How do YOU keep your music? if your collection consists of two Andrew Lloyd Webber soundtracks and Dark Side of The Moon, then this does not affect you. If you can’t remember where the CDs are because you listen to Spotify and Last.fm, then this does not affect you. But if you have hundreds of CDs, and are always looking for the one you want to hear, or looking for any one you might want to hear, then this does affect you.
It should have been easy. Alphabetic sequence. Job done. BUT,.. there are complications. There’s a separate place for jazz CDs. And classical CDs. And recently bought CDs that I’m playing a lot. And world music. And blues. And various artist sampler CDs. Wait a minute, does Joe Zawinul come under jazz or world? does Penguin Cafe Orchestra come under jazz or classic or pop? what is the difference between pop and rock? Do film soundtracks go with the various artists sampler CDs?
And the classical CDs – are they in sequence by composer or by performer? Aha! I had a great idea for Classical CDs, I realise that I recognise them primarily by the colour of the spine. So I put them in colour sequence! Then I thought for a moment I might do that for the pop/rock CDs too! And the shelf looked more attractive in the room too!
But now I have an iPod Touch with an app that controls the laptop, which sends digital music files to the DAC in the Hi-Fi. So all I see is a list. and I always see the same six CDs at the beginning of each letter of the alphabet. I was not expecting this.

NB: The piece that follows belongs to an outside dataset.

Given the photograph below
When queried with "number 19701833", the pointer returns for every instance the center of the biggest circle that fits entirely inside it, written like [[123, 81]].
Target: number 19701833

I am now doing a database search through identical looking strings of text. The right-brain emotional connections have been hidden.
In the old days every piece of music had a cover and the artefact had history. There was that CD that a friend gave me; one that I borrowed but lost touch with the owner; one that is old and worn, and I bought when I was on holiday; one with a broken case, one where the CD always falls out, and one that I can never find because the spine is blank. A case with no CD in it! I liked all of that.
How can we restore the natural interface between man and musical media, now that the computer has taken over?